[tied] Re: Decebalus, help needed

From: Abdullah Konushevci
Message: 30967
Date: 2004-02-11

--- In cybalist@yahoogroups.com, "altamix" <alxmoeller@...> wrote:
> Abdullah Konushevci wrote:
>
> >> Alex
> > ************
> > About the first element of <Burebista>, I claim that Alb.
> > <burrë> 'man, warrior, ruler' (cf. <Burri i botës> or pl.
<burrat e
> > botës> 'rulers of the world' , semantically comparable with
>
> We comme again to that ominous (for me) "i" and "e"(pl). Is this
in this
> case just a simple adjectival "Gelenkartikel" or it is a genitival
one ?
>
> > pers. 'gihangir'), again a neuter plural, was very much spreaded
> > even in Middle Age. For example, most known aristocratic Serbian
> > family bears the name <Burmazoviqi>, replacing /dh/ > /z/ as in
many
> > place names, derived from Alb. <burr-a-madh> 'big ruler, warrior,
> > man'.
>
> a-madh here should mean "the big". There is the same as the
Rom. "ãl
> mare". In fact I don't wonder since the way to build the sentences
are
> in Rom. and Alb. almost identical.( of course not in Literary Rom.
which
> tried to give a Romance look & feel).
>
> > Your claim: "I was afraid to put the Alb word here. The meaning
will
> > make a sense but it souns like a name give by foreigners to
> > Decebalos and not a name given by his folk. Usualy one will call
his
> > leader "Our Leader" not "Our (folks_name) Leader)" is a argument
> > more of others, like Harwey Mayer, that think Romanians were not
> > Dacians at all.
> >
> > Konushevci
> > Konushevci
>
> Well, there are a lot who thinks so and maybe they are right.

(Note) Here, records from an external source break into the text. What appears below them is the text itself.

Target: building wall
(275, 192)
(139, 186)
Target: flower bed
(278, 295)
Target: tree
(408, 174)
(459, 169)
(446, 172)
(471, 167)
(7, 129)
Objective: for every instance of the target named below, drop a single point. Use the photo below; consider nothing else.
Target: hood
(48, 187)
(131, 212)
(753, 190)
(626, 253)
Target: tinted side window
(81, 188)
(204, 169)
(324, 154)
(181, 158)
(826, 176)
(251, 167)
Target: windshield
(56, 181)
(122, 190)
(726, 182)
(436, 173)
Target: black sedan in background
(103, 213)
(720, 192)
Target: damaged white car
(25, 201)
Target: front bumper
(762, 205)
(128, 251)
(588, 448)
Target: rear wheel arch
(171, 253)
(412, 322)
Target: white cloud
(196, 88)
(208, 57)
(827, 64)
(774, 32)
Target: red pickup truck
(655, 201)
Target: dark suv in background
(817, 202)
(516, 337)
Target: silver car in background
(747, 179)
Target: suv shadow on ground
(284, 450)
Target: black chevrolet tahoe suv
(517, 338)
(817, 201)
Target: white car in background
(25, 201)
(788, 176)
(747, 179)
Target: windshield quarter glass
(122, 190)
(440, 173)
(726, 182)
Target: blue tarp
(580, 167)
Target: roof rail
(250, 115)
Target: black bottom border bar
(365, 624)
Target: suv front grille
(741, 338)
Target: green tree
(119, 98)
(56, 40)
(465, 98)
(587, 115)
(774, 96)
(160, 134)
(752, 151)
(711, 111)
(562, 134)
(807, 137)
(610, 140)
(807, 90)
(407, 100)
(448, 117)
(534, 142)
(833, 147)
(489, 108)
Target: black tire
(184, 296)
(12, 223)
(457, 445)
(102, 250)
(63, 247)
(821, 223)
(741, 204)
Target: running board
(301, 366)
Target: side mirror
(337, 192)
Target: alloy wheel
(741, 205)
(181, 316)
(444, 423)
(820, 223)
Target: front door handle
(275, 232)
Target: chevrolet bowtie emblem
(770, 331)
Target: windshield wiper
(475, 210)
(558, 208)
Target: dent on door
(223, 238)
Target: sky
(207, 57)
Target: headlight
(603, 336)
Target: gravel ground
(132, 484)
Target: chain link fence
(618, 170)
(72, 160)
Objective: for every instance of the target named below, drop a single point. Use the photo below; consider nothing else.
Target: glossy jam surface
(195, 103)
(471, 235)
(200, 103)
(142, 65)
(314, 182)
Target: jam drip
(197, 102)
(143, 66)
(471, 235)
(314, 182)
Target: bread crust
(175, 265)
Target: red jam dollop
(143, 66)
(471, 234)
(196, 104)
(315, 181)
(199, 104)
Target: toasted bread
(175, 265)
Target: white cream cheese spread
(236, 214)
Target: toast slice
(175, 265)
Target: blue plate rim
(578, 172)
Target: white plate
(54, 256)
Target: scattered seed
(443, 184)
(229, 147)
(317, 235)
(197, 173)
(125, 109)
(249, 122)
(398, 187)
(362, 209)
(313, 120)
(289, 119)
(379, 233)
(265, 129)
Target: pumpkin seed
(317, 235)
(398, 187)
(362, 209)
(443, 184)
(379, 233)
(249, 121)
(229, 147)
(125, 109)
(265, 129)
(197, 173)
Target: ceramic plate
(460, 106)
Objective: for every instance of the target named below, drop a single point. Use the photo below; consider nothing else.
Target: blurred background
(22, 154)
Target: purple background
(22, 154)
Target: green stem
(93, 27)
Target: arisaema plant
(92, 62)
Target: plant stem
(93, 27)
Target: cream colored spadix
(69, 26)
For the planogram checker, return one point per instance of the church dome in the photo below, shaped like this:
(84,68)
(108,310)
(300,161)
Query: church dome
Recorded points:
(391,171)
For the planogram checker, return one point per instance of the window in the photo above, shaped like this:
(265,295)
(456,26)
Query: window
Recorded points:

When
the
> only criteria is the language, they should be right. And right are
they
> when they mean a such folk has no roots. They could have been
everything
> and nothing. Thus, maybe they are some ancient Balkan folk or just
a mob
> of different races and colours ex tuto urbe romanum, thus
newcommers in
> Balkan.
>
> Alex
************
No, Alb. -a- is Gelenkartikel, which was replaced later with -i- and
probably -e- in Albanian and other languages (cf. Butidosa < Alb.
byth-a-dosa 'buttocks of sow'), etc.